Nouvel arrêt/dernier arrêt : Esquibien, Finistère, un bout de monde. Le voyageur : Olivier Hodasava. Un voyageur virtuel. Il arpente quotidiennement les artères du monde de Google Street View. Quand l’image saisie devient le réel ultime de la fiction commune… Pour Unidivers, l’arpenteur – qui se fait un peu géomètre – a avancé pendant un an à la façon d’un fildefériste sur une ligne (presque) imaginaire : le 48e parallèle Nord. La latitude sur laquelle est située la ville de Rennes.
Voyager, c’est bien utile, ça fait travailler l’imagination. Tout le reste n’est que déceptions et fatigues. Notre voyage à nous est entièrement imaginaire. Voilà sa force. Il va de la vie à la mort. Hommes, bêtes, villes et choses, tout est imaginé. C’est un roman, rien qu’une histoire fictive. Littré le dit, qui ne se trompe jamais. Et puis d’abord tout le monde peut en faire autant. Il suffit de fermer les yeux. C’est de l’autre côté de la vie. (Céline, Voyage au bout de la nuit)
Je me suis garé sur une bande de terre à l’ouest d’Esquibien, face à l’océan. C’est un peu un retour aux sources. Non pas à ma première chronique – ma première chronique, c’était à Rajka en Hongrie – mais à la suivante. Celle-ci commençait par ces mots : « C’est par Esquibien que le 48e parallèle Nord pénètre l’Europe. » Je me souviens avoir imaginé, à l’époque, l’au-delà des mers, le point de terre précédent sur le globe : la côte canadienne, Hants Harbour, Lower Island Cove…
Assis dans cette voiture face à l’infini, je repense à tout cela – à ces traits arbitraires, parallèles, méridiens – que les hommes se plaisent à dessiner pour lier les espaces si proches à l’échelle de l’Univers, si lointains à celle d’un simple globe.
Le vent, par bourrasques, secoue la voiture. Je n’ose imaginer ce que ça donnerait un jour de tempête.
Les nuages filent dans le ciel. Sans être météorologue, il est facile de pressentir qu’ils vont bientôt s’agréger pour se faire menaçants. La matinée touche à sa fin. Je me demande ce que je vais bien pouvoir faire du reste de la journée. On se figure toujours que les gens qui voyagent vivent chaque jour mille péripéties, qu’ils se déplacent sans cesse, découvrent, visitent, rencontrent… On ne se figure ni les temps morts ni l’ennui.
À la radio, un type est interviewé sur un livre qu’il vient de sortir. Ça parle d’une fille qui s’est donné la mort il y a plus de trente ans. Ce n’est pas une biographie mais un portrait ; il insiste là-dessus. La fille faisait partie d’un groupe, elle en tenait les claviers. Elle était jeune, virtuose, promise à un brillant avenir. Et puis voilà, un soir à la suite d’un concert devant une salle à moitié vide, elle a choisi de disparaître.
Le vent siffle à travers ma vitre entrouverte. J’ai calé ma nuque contre l’appui-tête. J’ai fermé les yeux.
Le type raconte qu’il a sans doute été la dernière personne à lui parler. Il était tout gamin à l’époque, même pas encore dix-huit ans. Il avait voulu lui faire signer une affiche. Il n’avait rien deviné de sa détresse…

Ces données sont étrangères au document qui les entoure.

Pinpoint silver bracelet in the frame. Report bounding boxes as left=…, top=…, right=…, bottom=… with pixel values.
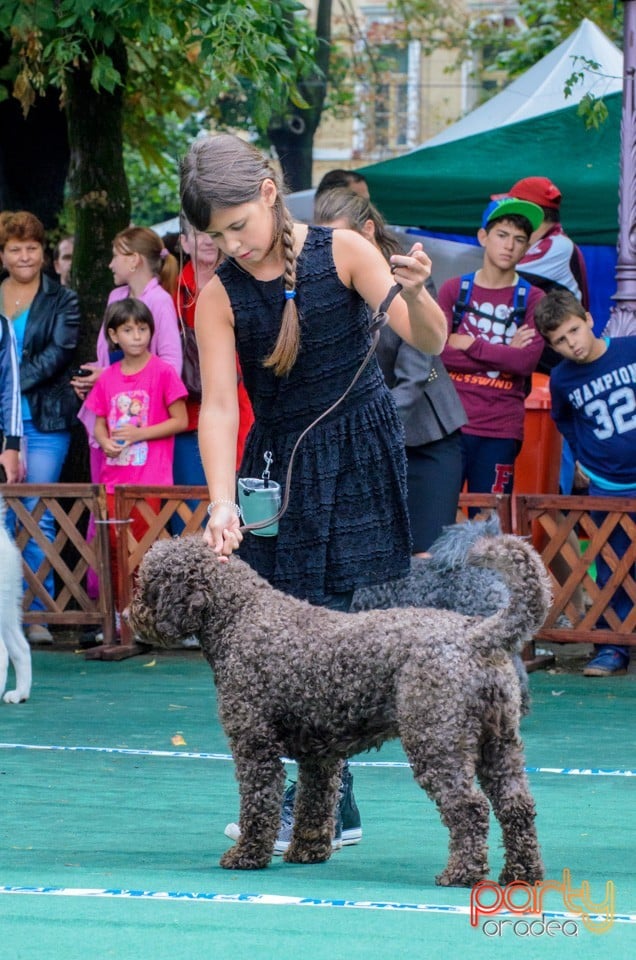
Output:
left=208, top=497, right=241, bottom=518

Il raconte mille autres choses encore. Mais je ne l’écoute plus vraiment. Je suis fatigué. Je flotte entre deux eaux. Des images de cartes géographiques, avec des traits parallèles dessinés dessus, se superposent au visage de la fille qui s’est suicidée tel que je l’imagine : cheveux sombres, coupés courts, mine renfrognée.
Je suis prêt à m’endormir.
Une rafale plus forte que les autres me fait presque rouvrir les yeux. Mes mains, imperceptiblement, glissent sur le volant.
Je ne peux être certain que l’océan sera toujours là quand je me réveillerai.